Can Childrens Poor Eating Habits Lead To Nutrient Gaps?
Researchers at Purdue University have noted that adolescent and food-insecure children are at the greatest risk of having nutrient gaps because of their eating habits.
For the study, Heather Eicher-Miller, PhD and colleagues reviewed selected research on nutrient gaps in children over the last 10 years. The nutrient gaps were determined by a complete dietary assessment so they could gauge what children were missing in their diets.
They also took a look at research conducted on children in food-insecure or food-insufficient households. Many of these children were also found to be at high risk but more nationally representative studies need to be conducted for this group. The group of U.S. children categorized as food insecure includes children who are often skipping meals or consuming low-energy meals. Food insecurity is represented in 14.3 percent of all U.S. households and the national goal is to reduce it to 6 percent by 2020.
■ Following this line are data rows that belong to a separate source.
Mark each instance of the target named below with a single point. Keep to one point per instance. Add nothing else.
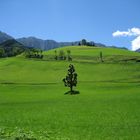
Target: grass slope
(32, 96)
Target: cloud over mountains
(135, 44)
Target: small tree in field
(71, 78)
(101, 57)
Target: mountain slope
(11, 48)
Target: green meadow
(33, 105)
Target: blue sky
(71, 20)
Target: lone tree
(84, 42)
(71, 78)
(101, 57)
(69, 55)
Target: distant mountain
(43, 44)
(4, 37)
(33, 42)
(138, 50)
(11, 48)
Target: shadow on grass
(72, 92)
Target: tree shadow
(72, 92)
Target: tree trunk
(71, 89)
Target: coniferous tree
(71, 78)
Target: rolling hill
(33, 104)
(11, 48)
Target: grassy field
(33, 104)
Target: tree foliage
(71, 78)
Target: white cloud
(135, 44)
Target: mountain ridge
(34, 42)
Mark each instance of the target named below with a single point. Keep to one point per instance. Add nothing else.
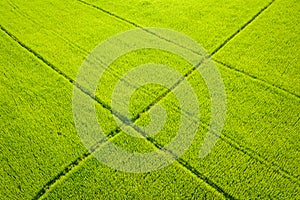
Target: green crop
(255, 47)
The research found U.S. children exhibited the following nutrient gaps:
0-12 months: Missing such essential vitamins as D and E
1-3 years: Missing vitamins D, E, K and fiber
4-8 years: Missing vitamin E and K
9-13 years: Females showed nutrient gaps in vitamin A, D, E and K but also in magnesium and potassium while males were deficient in vitamins D and E.
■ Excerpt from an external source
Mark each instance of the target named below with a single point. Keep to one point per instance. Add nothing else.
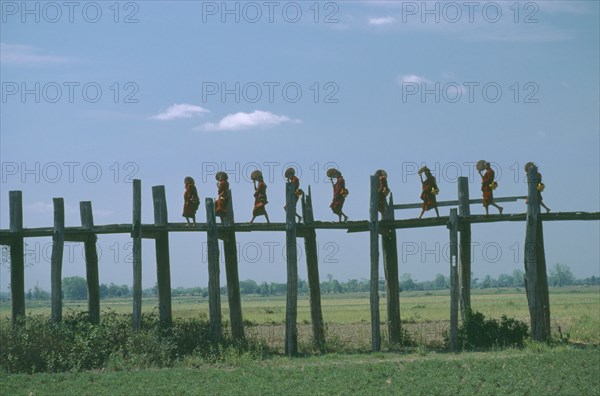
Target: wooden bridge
(458, 222)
14-18 years: Females missing vitamins A, C, D, E as well as zinc, potassium, magnesium and calcium while males were deficient in A, C, D, E, calcium and magnesium.
Improving The Nutrients
Theres a lot of opportunity for improving the nutrients of U.S. children, said Heather Eicher-Miller, PhD. of Purdue University. Adolescents are most at risk because in that age stage theres more independent choice in food as they are not relying on parents to make their dietary choices and because of their increased growth, they could suffer the consequences for having nutrient gaps. Supplements could be more effective if used in the older age group, but there are other groups who may benefit from supplements as well. Supplement use is higher among children who are already eating a good diet and whose parents are higher income and have more resources, but they may be missing the group who needs them most and have the most disparities.